Zwei hiergegen gerichtete Anträge der Klägerin auf einstweiligen Rechtsschutz hat das [X.] zurückgewiesen (Beschlüsse vom 11. Januar 2021 und vom 3. August 2021).

5

Auch die gegen die Auswahlentscheidung gerichtete Klage, mit welcher die Klägerin die Aufhebung des Bescheids vom 2. Dezember 2020 nebst Verpflichtung der [X.] zur erneuten Bescheidung ihrer Bewerbung unter Beachtung der Rechtsauffassung des [X.]s begehrt, hat keinen Erfolg gehabt. Mit ihrem Antrag, die Berufung zuzulassen, verfolgt die Klägerin ihr Begehren weiter.

II.

6

Der Antrag auf Zulassung der Berufung ist zulässig, aber unbegründet.

7

Ein Zulassungsgrund gemäß § 124 Abs. 2 VwGO in Verbindung mit § 111d Satz 2 [X.] liegt nicht vor. Insbesondere bestehen weder ernstliche Zweifel an der Richtigkeit des Urteils (§ 124 Abs. 2 Nr. 1 VwGO i.V.m. § 111d Satz 2 [X.]) noch hat die Sache grundsätzliche Bedeutung im Sinne von § 124 Abs. 2 Nr. 3 VwGO in Verbindung mit § 111d Satz 2 [X.]. Auch ein Verfahrensmangel (§ 124 Abs. 2 Nr. 5 VwGO, § 111d Satz 2 [X.]) ist nicht dargetan.

8

1. Die Zulassung der Berufung ist zunächst nicht wegen ernstlicher Zweifel an der Richtigkeit des Urteils geboten.

9

a) Der Zulassungsgrund der ernstlichen Zweifel an der Richtigkeit des angefochtenen Urteils (§ 124 Abs. 2 Nr. 1 VwGO i.V.m. § 111d Satz 2 [X.]) ist gegeben, wenn der Antragsteller im Zulassungsverfahren einen einzelnen tragenden Rechtssatz oder eine einzelne erhebliche Tatsachenfeststellung mit schlüssigen Gegenargumenten in Frage gestellt hat und sich dies auf die Richtigkeit des Ergebnisses auswirken kann (s. z.B. [X.], Beschlüsse vom 20. Juli 2015 - [X.] ([X.]) 12/14, D[X.] 2015, 872, 875 Rn. 19; vom 23. November 2015 - [X.] ([X.]) 5/15, D[X.] 2016, 311, 312 Rn. 5 und vom 20. Juli 2020 - [X.] ([X.]) 5/19, [X.] 2020, 1373, 1374 Rn. 2, jeweils [X.]; vgl. auch [X.], Beschluss vom 23. April 2018 - [X.] ([X.]) 6/17, NJW 2018, 2567, 2568 Rn. 11 [X.]; [X.] in [X.]/[X.], [X.], 10. Aufl., § 111d Rn. 3; [X.] in [X.]/Miermeister, [X.], 5. Aufl., § 111d Rn. 5 [X.]).

b) Diese Voraussetzungen liegen nicht vor. Das [X.] hat die Klage zu Recht abgewiesen; die dagegen von der Klägerin vorgebrachten Einwände greifen nicht durch.
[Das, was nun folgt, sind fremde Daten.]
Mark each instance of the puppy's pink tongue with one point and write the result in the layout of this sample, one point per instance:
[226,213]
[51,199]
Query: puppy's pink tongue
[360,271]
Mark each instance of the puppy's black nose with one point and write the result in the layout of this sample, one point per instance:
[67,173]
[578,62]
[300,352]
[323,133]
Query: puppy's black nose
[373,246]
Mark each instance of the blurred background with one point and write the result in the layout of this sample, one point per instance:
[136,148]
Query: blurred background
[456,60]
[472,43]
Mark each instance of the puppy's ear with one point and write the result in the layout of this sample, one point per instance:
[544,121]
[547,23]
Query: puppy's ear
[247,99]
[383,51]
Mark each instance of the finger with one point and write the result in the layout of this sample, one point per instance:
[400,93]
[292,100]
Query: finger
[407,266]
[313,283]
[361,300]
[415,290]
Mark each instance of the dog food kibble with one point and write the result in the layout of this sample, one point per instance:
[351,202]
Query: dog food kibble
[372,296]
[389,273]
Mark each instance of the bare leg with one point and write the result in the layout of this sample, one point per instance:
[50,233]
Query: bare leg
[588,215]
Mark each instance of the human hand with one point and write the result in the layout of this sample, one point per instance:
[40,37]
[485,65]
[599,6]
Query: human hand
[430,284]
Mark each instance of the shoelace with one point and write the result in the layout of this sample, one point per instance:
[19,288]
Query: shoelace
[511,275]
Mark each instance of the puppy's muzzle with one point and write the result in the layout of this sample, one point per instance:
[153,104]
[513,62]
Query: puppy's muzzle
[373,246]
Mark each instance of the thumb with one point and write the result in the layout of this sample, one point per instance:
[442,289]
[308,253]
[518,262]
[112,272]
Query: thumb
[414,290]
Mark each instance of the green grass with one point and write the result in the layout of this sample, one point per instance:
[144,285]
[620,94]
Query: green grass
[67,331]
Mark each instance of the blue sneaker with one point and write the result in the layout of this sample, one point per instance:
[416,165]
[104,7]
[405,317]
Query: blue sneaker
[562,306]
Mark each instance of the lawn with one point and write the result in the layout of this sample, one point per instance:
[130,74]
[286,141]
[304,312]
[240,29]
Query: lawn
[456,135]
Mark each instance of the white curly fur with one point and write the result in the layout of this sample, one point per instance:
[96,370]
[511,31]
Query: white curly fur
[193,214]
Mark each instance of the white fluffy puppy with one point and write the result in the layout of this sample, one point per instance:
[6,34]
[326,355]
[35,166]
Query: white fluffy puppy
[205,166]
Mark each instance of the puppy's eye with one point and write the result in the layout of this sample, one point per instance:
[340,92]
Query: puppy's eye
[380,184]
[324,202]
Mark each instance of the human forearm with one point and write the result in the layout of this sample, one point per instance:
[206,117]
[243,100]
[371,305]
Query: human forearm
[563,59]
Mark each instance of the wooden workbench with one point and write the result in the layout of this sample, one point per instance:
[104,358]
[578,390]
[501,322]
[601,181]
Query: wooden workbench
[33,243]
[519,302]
Die Klägerin hat keinen Anspruch auf erneute Bescheidung ihrer Bewerbung (§ 111b Abs. 1 Satz 1 [X.], § 113 Abs. 5 Satz 2 VwGO), weil der ablehnende Bescheid der [X.] rechtmäßig ist. Ihr kann die ausgeschriebene Notarstelle mangels Erreichens der nach § 6 Abs. 2 Satz 1 Nr. 2 [X.] aF erforderlichen örtlichen Wartezeit nicht übertragen werden.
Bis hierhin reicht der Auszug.